The author of Seinfeldia: How a Show About Nothing Changed Everything returns with a look back at the early days of television and how four groundbreaking women carved their own paths and set the standard for how people watch TV today.
The pioneering-women-rescued-from-obscurity literary subgenre is beautifully served by the authoritative and absorbing When Women Invented Television. Like all of Armstrong's books, it goes down like good TV: although it can be consumed without too much effort, its insights are likely to live on in the reader's memory in something not unlike syndication.
Armstrong uses her impressive analytic and research skills to unearth some much less-explored ground ... The shifts between the four different biographies can be jarring, though helpful at times. Armstrong never comes right out and analyzes the differences in the rises and falls of these women, but it’s quite clear that White had an easier path to success than Scott or Berg did. Those disparities become even more plain in the book’s most gripping section, as both Berg and Scott become ensnared in the Hollywood blacklist during the era of McCarthyism ... One might assume that a book about female pioneers in television would have Lucille Ball front and center. She does appear, but her more familiar tale takes a back seat here to these lesser-known stories, which are bolstered by Armstrong’s interviews with Scott’s son and Berg’s grandchildren, and White’s memoirs and other archives. Armstrong also makes strong statements about the fact that women were marking these accomplishments during a time when they were expected to stay home and care for their families ... Armstrong’s volume is a definite step in the right direction toward giving just some of these forgotten women their due.

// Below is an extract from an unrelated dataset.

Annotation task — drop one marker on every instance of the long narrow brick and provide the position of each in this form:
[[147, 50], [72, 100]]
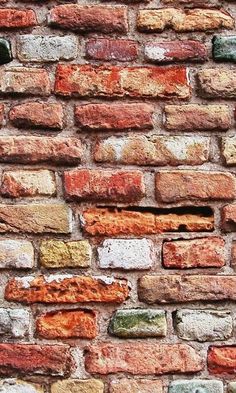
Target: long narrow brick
[[66, 289], [113, 81], [188, 288]]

Though meticulous in cataloging their intersecting identities, [Armstrong] returns repeatedly to their shared gender. As a framing device, this can feel slightly at odds with very deep and detailed accounts of disparate treatment and outcomes for each of them. The question of how to think about women as a group with a shared identity is nothing new. Scott herself was inspired by Betty Friedan’s The Feminine Mystique but 'felt trapped between the civil rights movement and the nascent feminist movement.' Armstrong finds herself in a similarly awkward position at times. Though she doesn’t always handle the juxtapositions perfectly, Armstrong successfully crafts an intersectional feminist history, one with room for four very different women in it. Armstrong succeeds in her goal of dusting off these women’s contributions and restoring them to their place in the pantheon of television giants. In prose as charming as the women she writes about, she makes her subjects feel knowable. Although we may never see some of these women’s work (television was often live and unrecorded in the early years), Armstrong makes you feel their genius and charisma, almost like you were there when they invented television.